### VARMAX & Elastic Net Regression

Our goals with this experiment are to: 

1) Handling Multivariate Data:

VARMA: It is specifically designed for multivariate time series data where the variables have interdependencies.
Elastic Net: It can also handle multivariate regression problems, though it does not model the time series aspect.

2) Explore Regularization and Feature Selection:

VARMA: While VARMA itself does not include regularization, the VARMAX model, an extension that includes exogenous variables, can include L1 regularization (similar to Lasso) in some implementations.
Elastic Net: It includes both L1 and L2 regularization, which helps in feature selection and in dealing with multicollinearity, respectively.

Ideally we will be able to obtain results from VARMAX but it is computationally taxing. We will be able to gain similar benefits from Elastic Net Regression (minus the time series component) so will rely on that if not successful.

In [1]:
import pandas as pd
import numpy as np
from statsmodels.tsa.statespace.varmax import VARMAX
from sklearn.metrics import mean_squared_error
import joblib
from sklearn.model_selection import train_test_split

# Load the saved sets from data/processed using numpy
X_train = np.load('../data/processed/X_train.npy')
X_val = np.load('../data/processed/X_val.npy')
y_train = np.load('../data/processed/y_train.npy')
y_val = np.load('../data/processed/y_val.npy')

# Specify the fraction of data to use (e.g., 20%)
data_fraction = 0.2

# Randomly select a subset of the data for training
X_train_subset, _, y_train_subset, _ = train_test_split(
    X_train, y_train, train_size=data_fraction, random_state=42
)

# Create a pandas DataFrame from your training data
feature_columns = ['feature1', 'feature2', 'feature3', 'feature4', 'feature5', 'feature6', 'feature7', 'feature8', 'feature9', 'feature10', 'feature11']
train_df = pd.DataFrame(X_train_subset, columns=feature_columns)

# Create a pandas DataFrame for the target variable
target_df = pd.DataFrame(y_train_subset, columns=['totalFare'])

# Combine the target variable and feature variables
train_df = pd.concat([target_df, train_df], axis=1)

# Fit a VARMA model
p = 2  # Specify the order for autoregressive (AR) component
q = 1  # Specify the order for moving average (MA) component
model = VARMAX(train_df, order=(p, q))
model_fitted = model.fit(disp=False)

# Save the fitted model to a .joblib file
joblib.dump(model_fitted, '../models/varma_model.joblib')

# Make predictions on validation data
forecast = model_fitted.forecast(steps=len(X_val))

# Calculate Mean Squared Error (MSE) for the predictions
mse = mean_squared_error(y_val, forecast)
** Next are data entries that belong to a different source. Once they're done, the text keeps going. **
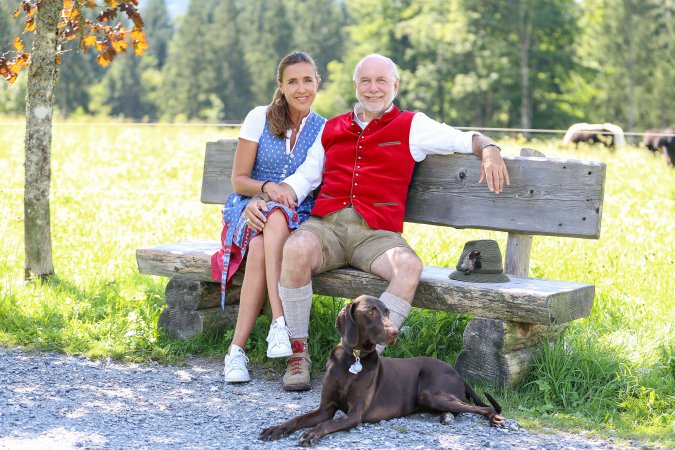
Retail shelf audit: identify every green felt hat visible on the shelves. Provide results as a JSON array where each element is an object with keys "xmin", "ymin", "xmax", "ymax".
[{"xmin": 449, "ymin": 239, "xmax": 509, "ymax": 283}]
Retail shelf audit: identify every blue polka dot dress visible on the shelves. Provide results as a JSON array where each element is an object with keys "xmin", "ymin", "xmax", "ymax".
[{"xmin": 211, "ymin": 112, "xmax": 326, "ymax": 307}]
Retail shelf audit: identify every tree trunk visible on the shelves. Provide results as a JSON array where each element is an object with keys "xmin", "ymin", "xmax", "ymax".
[
  {"xmin": 23, "ymin": 0, "xmax": 63, "ymax": 279},
  {"xmin": 518, "ymin": 1, "xmax": 532, "ymax": 139}
]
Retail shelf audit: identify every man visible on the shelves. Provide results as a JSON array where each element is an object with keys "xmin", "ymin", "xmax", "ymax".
[{"xmin": 246, "ymin": 54, "xmax": 509, "ymax": 391}]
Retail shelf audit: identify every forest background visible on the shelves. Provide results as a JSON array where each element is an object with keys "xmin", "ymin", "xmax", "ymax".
[
  {"xmin": 0, "ymin": 0, "xmax": 675, "ymax": 448},
  {"xmin": 0, "ymin": 0, "xmax": 675, "ymax": 132}
]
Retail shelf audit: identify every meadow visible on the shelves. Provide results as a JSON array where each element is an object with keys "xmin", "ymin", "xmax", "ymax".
[{"xmin": 0, "ymin": 122, "xmax": 675, "ymax": 447}]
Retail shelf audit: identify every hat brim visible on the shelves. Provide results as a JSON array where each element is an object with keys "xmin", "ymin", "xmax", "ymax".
[{"xmin": 448, "ymin": 270, "xmax": 511, "ymax": 283}]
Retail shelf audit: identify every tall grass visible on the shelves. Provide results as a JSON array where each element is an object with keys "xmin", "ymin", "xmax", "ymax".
[{"xmin": 0, "ymin": 123, "xmax": 675, "ymax": 445}]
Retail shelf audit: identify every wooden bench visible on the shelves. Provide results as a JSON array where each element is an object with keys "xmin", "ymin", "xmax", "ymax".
[{"xmin": 136, "ymin": 140, "xmax": 606, "ymax": 386}]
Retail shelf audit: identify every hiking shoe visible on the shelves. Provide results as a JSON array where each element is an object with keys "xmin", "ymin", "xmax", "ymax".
[
  {"xmin": 281, "ymin": 339, "xmax": 312, "ymax": 391},
  {"xmin": 267, "ymin": 316, "xmax": 293, "ymax": 358},
  {"xmin": 223, "ymin": 345, "xmax": 251, "ymax": 383}
]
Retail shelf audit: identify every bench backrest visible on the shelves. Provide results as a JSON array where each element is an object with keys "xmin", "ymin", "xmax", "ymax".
[{"xmin": 201, "ymin": 139, "xmax": 606, "ymax": 239}]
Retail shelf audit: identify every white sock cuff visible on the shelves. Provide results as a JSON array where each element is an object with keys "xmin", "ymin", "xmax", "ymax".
[
  {"xmin": 380, "ymin": 291, "xmax": 412, "ymax": 328},
  {"xmin": 279, "ymin": 281, "xmax": 312, "ymax": 302},
  {"xmin": 279, "ymin": 282, "xmax": 312, "ymax": 339}
]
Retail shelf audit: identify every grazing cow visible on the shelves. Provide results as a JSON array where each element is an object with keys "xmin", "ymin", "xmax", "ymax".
[
  {"xmin": 642, "ymin": 125, "xmax": 675, "ymax": 167},
  {"xmin": 563, "ymin": 123, "xmax": 626, "ymax": 148}
]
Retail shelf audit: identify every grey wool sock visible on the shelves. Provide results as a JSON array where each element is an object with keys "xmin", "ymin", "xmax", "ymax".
[
  {"xmin": 279, "ymin": 283, "xmax": 312, "ymax": 339},
  {"xmin": 380, "ymin": 291, "xmax": 412, "ymax": 328}
]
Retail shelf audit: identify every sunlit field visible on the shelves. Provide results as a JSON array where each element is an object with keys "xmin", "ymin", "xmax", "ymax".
[{"xmin": 0, "ymin": 123, "xmax": 675, "ymax": 446}]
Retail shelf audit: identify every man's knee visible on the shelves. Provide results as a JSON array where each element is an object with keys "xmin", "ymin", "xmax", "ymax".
[
  {"xmin": 391, "ymin": 247, "xmax": 424, "ymax": 279},
  {"xmin": 282, "ymin": 230, "xmax": 322, "ymax": 272}
]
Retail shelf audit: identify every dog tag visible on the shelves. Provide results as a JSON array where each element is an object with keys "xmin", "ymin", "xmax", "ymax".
[{"xmin": 349, "ymin": 350, "xmax": 363, "ymax": 374}]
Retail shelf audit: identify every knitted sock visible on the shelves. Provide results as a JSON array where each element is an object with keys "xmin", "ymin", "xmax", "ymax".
[
  {"xmin": 375, "ymin": 291, "xmax": 412, "ymax": 354},
  {"xmin": 380, "ymin": 291, "xmax": 412, "ymax": 328},
  {"xmin": 279, "ymin": 282, "xmax": 312, "ymax": 339}
]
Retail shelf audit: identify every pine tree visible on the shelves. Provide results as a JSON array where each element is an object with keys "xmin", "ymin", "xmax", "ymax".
[
  {"xmin": 161, "ymin": 0, "xmax": 219, "ymax": 120},
  {"xmin": 143, "ymin": 0, "xmax": 173, "ymax": 69}
]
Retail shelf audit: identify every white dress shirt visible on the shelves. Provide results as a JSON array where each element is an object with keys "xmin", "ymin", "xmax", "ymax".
[
  {"xmin": 283, "ymin": 104, "xmax": 480, "ymax": 204},
  {"xmin": 239, "ymin": 105, "xmax": 323, "ymax": 156}
]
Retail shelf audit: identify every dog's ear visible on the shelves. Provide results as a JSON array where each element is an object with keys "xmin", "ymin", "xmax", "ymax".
[{"xmin": 335, "ymin": 302, "xmax": 359, "ymax": 347}]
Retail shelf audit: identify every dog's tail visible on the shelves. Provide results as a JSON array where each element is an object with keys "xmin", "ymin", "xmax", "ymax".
[
  {"xmin": 483, "ymin": 392, "xmax": 502, "ymax": 414},
  {"xmin": 464, "ymin": 383, "xmax": 490, "ymax": 407},
  {"xmin": 464, "ymin": 383, "xmax": 502, "ymax": 414}
]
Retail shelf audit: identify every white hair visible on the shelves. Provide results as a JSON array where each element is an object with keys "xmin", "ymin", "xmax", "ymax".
[{"xmin": 353, "ymin": 53, "xmax": 401, "ymax": 82}]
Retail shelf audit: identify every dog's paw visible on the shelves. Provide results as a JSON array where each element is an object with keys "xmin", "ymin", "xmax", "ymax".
[
  {"xmin": 490, "ymin": 414, "xmax": 506, "ymax": 427},
  {"xmin": 441, "ymin": 413, "xmax": 455, "ymax": 425},
  {"xmin": 259, "ymin": 426, "xmax": 288, "ymax": 441},
  {"xmin": 298, "ymin": 430, "xmax": 321, "ymax": 447}
]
print(f'Mean Squared Error (MSE) on Validation Data: {mse:.2f}')

  warn('Estimation of VARMA(p,q) models is not generically robust,'


The model was left to run overnight - after 1000 mins, and despite training on only 20% of the data, no results were yielded. As expected, it was computationally taxing given the large dataset. We will utilise Elastic Net Regression instead.

In [3]:
import numpy as np
from sklearn.linear_model import ElasticNet
from sklearn.metrics import mean_squared_error
import joblib

# Load the saved sets from data/processed using numpy
X_train = np.load('../data/processed/X_train.npy')
X_val = np.load('../data/processed/X_val.npy')
y_train = np.load('../data/processed/y_train.npy')
y_val = np.load('../data/processed/y_val.npy')
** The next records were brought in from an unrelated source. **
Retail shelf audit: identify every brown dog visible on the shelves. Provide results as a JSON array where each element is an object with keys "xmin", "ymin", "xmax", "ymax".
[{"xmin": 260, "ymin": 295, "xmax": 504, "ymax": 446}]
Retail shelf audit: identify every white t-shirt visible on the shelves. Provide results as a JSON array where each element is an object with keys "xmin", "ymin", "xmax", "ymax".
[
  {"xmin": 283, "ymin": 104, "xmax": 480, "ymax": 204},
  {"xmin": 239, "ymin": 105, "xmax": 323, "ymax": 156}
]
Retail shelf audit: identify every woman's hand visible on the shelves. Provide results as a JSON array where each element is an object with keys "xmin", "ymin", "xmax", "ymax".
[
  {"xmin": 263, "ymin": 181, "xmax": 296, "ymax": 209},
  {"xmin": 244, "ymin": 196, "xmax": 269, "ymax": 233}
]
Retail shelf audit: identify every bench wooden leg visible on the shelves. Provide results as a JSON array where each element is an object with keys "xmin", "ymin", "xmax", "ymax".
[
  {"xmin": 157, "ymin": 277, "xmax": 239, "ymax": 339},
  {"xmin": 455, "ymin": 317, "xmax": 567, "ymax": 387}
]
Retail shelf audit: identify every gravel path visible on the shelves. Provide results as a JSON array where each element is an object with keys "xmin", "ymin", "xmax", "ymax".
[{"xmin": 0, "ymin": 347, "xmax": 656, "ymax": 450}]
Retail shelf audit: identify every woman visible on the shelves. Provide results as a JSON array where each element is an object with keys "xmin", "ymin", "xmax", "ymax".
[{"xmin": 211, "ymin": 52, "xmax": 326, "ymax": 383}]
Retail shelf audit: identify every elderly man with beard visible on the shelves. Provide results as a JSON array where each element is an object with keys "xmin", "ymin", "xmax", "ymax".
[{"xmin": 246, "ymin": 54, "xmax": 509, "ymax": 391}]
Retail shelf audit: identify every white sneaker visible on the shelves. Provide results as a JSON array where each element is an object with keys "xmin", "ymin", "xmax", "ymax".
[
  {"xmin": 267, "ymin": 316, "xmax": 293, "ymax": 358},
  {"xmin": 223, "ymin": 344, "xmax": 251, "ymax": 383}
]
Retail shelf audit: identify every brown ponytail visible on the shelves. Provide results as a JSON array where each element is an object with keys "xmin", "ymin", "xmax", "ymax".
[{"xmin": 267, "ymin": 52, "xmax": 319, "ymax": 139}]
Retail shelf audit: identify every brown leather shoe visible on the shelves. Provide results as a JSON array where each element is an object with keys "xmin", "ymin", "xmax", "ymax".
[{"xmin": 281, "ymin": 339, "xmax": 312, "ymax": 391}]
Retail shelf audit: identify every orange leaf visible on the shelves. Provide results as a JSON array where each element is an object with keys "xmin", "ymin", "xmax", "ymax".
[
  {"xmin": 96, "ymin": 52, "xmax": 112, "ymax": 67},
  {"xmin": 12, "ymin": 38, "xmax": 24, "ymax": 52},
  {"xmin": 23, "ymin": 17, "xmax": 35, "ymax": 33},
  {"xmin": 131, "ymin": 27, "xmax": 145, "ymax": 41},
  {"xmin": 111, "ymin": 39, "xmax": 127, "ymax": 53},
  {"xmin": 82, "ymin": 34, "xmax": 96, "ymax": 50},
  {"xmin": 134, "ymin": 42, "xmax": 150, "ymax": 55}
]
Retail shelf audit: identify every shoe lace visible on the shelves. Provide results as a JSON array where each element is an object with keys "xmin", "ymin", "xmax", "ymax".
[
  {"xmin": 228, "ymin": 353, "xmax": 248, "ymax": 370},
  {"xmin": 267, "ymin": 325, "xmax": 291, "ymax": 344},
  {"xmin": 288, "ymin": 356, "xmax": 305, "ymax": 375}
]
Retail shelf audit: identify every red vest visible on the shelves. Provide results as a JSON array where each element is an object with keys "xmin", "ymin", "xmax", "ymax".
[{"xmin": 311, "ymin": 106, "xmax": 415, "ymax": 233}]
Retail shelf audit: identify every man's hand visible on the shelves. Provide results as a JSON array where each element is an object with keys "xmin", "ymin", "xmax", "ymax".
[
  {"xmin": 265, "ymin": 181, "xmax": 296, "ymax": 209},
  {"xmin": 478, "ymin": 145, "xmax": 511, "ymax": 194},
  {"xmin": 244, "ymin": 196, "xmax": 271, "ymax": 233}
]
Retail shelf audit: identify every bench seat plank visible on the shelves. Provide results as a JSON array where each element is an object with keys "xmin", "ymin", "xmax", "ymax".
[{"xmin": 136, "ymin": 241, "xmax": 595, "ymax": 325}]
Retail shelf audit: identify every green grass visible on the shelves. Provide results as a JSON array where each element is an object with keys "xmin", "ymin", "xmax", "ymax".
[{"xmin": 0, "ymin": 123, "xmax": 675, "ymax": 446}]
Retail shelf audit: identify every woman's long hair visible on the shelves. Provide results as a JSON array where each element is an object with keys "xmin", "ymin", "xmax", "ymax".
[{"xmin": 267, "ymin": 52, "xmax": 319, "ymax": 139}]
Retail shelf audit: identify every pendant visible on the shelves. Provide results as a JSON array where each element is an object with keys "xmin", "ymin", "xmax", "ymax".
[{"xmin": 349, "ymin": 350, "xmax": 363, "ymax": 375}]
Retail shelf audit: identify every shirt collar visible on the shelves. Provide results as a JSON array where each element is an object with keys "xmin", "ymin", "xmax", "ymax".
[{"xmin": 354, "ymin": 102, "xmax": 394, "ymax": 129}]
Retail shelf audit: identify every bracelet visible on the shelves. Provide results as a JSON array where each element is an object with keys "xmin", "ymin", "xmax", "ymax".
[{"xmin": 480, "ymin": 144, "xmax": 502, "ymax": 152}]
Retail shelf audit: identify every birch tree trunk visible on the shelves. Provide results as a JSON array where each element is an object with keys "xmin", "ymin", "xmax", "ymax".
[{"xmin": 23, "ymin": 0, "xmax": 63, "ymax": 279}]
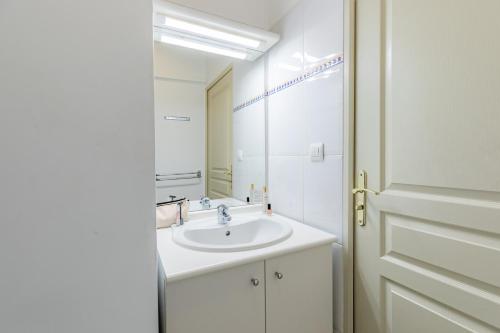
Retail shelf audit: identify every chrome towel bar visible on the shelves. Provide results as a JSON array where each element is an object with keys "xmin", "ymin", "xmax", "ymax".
[{"xmin": 156, "ymin": 170, "xmax": 201, "ymax": 181}]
# Initialize the ElasticNet model
elastic_net_model = ElasticNet(random_state=42)

# Fit the model
elastic_net_model.fit(X_train, y_train)

# Save the fitted model to a .joblib file
joblib.dump(elastic_net_model, '../models/elastic_net_model.joblib')

# Make predictions on both training and validation data
y_train_pred = elastic_net_model.predict(X_train)
y_val_pred = elastic_net_model.predict(X_val)
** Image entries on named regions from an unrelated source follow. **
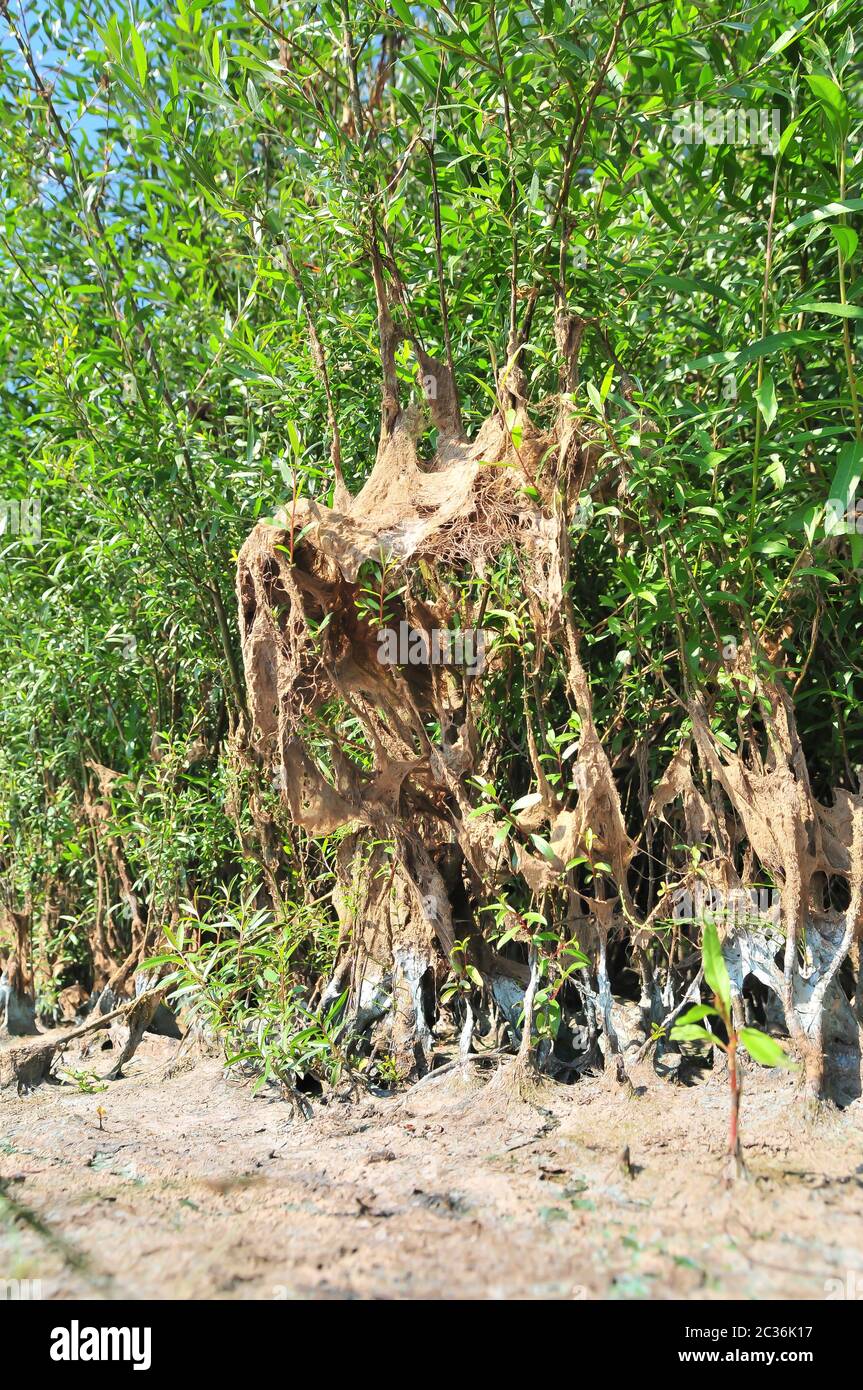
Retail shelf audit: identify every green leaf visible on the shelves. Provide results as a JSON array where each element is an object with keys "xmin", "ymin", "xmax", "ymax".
[
  {"xmin": 830, "ymin": 227, "xmax": 860, "ymax": 261},
  {"xmin": 787, "ymin": 301, "xmax": 863, "ymax": 318},
  {"xmin": 680, "ymin": 329, "xmax": 824, "ymax": 371},
  {"xmin": 702, "ymin": 922, "xmax": 731, "ymax": 1017},
  {"xmin": 738, "ymin": 1029, "xmax": 798, "ymax": 1070},
  {"xmin": 131, "ymin": 28, "xmax": 147, "ymax": 86},
  {"xmin": 752, "ymin": 373, "xmax": 777, "ymax": 430},
  {"xmin": 806, "ymin": 72, "xmax": 848, "ymax": 128},
  {"xmin": 391, "ymin": 0, "xmax": 417, "ymax": 29},
  {"xmin": 668, "ymin": 1023, "xmax": 723, "ymax": 1047},
  {"xmin": 777, "ymin": 197, "xmax": 863, "ymax": 240}
]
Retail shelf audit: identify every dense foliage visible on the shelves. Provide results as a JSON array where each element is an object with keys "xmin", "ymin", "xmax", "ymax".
[{"xmin": 0, "ymin": 0, "xmax": 863, "ymax": 1106}]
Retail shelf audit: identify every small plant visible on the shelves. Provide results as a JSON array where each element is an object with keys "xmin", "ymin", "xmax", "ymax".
[
  {"xmin": 60, "ymin": 1069, "xmax": 108, "ymax": 1095},
  {"xmin": 140, "ymin": 888, "xmax": 346, "ymax": 1098},
  {"xmin": 671, "ymin": 922, "xmax": 796, "ymax": 1183},
  {"xmin": 354, "ymin": 546, "xmax": 406, "ymax": 627}
]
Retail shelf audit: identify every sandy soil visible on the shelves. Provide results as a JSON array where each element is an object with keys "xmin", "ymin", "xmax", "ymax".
[{"xmin": 0, "ymin": 1037, "xmax": 863, "ymax": 1300}]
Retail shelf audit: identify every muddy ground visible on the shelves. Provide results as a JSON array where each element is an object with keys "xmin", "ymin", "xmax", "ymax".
[{"xmin": 0, "ymin": 1037, "xmax": 863, "ymax": 1300}]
# Calculate Mean Squared Error (MSE) for the predictions
mse_train = mean_squared_error(y_train, y_train_pred)
mse_val = mean_squared_error(y_val, y_val_pred)

# Print MSE for training and validation data
print(f'Mean Squared Error (MSE) on Training Data: {mse_train:.2f}')
print(f'Mean Squared Error (MSE) on Validation Data: {mse_val:.2f}')


Mean Squared Error (MSE) on Training Data: 27711.33
Mean Squared Error (MSE) on Validation Data: 27828.64


The model performs better than the base model but worse than Random Forest, XGBoost and Linear Regression.